Mick Box, guitar, Uriah Heep "Trevor was a ‘World Class’ bass player, singer & songwriter, and more importantly a World Class friend. He will be sadly missed by family, friends and rock fans all over the world. We are all numb to the core."
David Bowie "Trevor was a wonderful musician and a major inspiration for whichever band he was working with. But he was foremostly a tremendous guy, a great man."
Laurie Wisefield, Snakecharmer and Wishbone Ash "Trevor Bolder - A Wonderful Musician, & Old Friend who will be sadly missed. He really had it All, He was a Powerful, Melodic, Driving Bass Player with a Mountain of Sensitivity . I have so many great memories of time spent with Trevor He really was one of the greats."
Def Leppard frontman Joe Elliott, who performed with Trevor in Cybernauts said, “I had the great pleasure of knowing Trevor for the best part of 30 years, he was one of my idols growing up, I got to know him when Uriah Heep opened for DL on the Pyromania tour in 1983 and we became firm friends. I stayed with him, he stayed with me and we recorded and toured together as The Cybernauts. For myself & Phil it’s devastating because we were looking forward to finishing up some new Cybernauts recording pretty soon, that may now not happen, but our real thoughts right now are with his family. TB was one of the good guys, I'm sure Mick Box & the guys in Heep feel the same way, we have lost a brother, a great bass player, a funny, funny man who lit up any room he walked into. I guess now, him & Ronno have a bit of catching up to do... RIP my friend."
John Lawton, Uriah Heep & Lucifer's Friend "Trevor was one of the best bass players I have ever had the fortune to perform with, and a gentleman.
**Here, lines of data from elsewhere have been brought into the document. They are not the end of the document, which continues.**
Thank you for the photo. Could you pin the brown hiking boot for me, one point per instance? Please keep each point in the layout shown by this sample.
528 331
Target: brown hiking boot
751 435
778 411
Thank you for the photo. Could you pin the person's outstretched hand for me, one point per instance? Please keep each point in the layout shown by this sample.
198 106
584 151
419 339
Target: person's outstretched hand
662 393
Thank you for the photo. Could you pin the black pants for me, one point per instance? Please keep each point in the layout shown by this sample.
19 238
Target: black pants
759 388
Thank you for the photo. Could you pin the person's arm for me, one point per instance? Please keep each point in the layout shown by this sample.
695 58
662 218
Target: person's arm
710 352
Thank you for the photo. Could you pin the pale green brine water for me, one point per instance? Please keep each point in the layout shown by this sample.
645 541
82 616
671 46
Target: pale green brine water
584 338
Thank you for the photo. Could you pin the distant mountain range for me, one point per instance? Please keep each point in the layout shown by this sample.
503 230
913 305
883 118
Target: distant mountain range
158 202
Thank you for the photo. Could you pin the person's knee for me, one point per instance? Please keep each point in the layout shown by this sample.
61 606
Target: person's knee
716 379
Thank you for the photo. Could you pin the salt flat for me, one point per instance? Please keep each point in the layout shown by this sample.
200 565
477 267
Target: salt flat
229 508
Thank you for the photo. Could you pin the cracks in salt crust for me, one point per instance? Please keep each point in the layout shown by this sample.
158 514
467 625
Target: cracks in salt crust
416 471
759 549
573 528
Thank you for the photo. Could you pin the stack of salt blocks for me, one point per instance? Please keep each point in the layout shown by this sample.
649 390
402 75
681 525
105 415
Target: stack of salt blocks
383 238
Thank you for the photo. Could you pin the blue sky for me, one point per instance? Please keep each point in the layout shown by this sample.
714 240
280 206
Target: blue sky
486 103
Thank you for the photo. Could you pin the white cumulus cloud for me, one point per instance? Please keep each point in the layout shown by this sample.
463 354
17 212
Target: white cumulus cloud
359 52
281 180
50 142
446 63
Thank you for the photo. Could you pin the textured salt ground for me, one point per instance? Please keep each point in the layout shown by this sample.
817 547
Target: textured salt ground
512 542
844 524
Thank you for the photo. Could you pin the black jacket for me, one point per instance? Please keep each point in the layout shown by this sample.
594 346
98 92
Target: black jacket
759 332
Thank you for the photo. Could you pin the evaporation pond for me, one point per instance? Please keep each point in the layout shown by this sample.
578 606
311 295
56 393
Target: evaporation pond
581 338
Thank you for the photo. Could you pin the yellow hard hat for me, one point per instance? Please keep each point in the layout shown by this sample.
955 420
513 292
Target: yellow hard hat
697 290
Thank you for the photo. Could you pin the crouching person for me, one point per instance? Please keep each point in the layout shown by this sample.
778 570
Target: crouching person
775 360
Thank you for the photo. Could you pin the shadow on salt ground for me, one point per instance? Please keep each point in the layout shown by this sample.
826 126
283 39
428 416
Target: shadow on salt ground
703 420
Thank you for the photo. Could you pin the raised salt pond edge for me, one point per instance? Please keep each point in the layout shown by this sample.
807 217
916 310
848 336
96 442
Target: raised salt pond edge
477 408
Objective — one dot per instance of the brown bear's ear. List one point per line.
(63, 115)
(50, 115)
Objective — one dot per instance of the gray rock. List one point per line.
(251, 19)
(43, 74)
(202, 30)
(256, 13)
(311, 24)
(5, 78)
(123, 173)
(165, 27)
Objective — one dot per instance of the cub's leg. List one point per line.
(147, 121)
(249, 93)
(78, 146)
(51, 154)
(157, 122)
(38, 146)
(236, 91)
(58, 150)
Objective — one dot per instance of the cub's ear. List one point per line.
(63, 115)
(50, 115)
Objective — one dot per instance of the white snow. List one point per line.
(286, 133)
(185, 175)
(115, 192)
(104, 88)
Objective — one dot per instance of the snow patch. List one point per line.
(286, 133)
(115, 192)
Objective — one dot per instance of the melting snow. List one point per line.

I was so looking forward to being on stage with him again this summer. Gone but never forgotten."
Midge Ure "Trevor was not only an incredibly tasteful and melodic bass player, as demonstrated on the Ziggy Stardust album but more importantly he was a great, down to earth man. He was 'one of the good guys' and that is an accolade only people who knew him could bestow."
Geoff Downes of Asia/Yes: "I was always a great admirer of Trevor’s playing. He was a member of that small, yet highly talented group of early experimental British bass guitarists who were total exponents of their art. I’m talking about those few guys who dared to venture up the fret-board and use the bass almost as a lead instrument. His sound was the typical ‘hoover’ – melodic, inventive, passionate, pure class – pulling inversions all over the place, yet maintaining good taste at all times. There weren’t many of them. Having had the privilege of witnessing his invention whilst on tour with Uriah Heep, and latterly as a stable mate with QEDG management, I respected enormously his contributions not only to the music of Heep but his casual, humble and unassuming manner on those occasions I met him. He must have been well made up to see his lifelong football team Hull City get promoted to the Premiership along with Cardiff this season. And I will regret now not being able to rib him about our joint progress in the top flight. Trevor, RIP."
Mike Paxman (Producer of Uriah Heep's Into The Wild ,Wake The Sleeper, Celebration and Live in Armenia): "Trevor was such a lovely guy, he had a great sense of ironic humour, which I attribute both to his northern roots and his many years in music. As a player he really was one of the best, his phenomenal technique and his always inventive and colourful parts were a joy to hear and to work with. His strength of personality and his character came through in everything he played and wrote. I'll miss him. Trev RIP."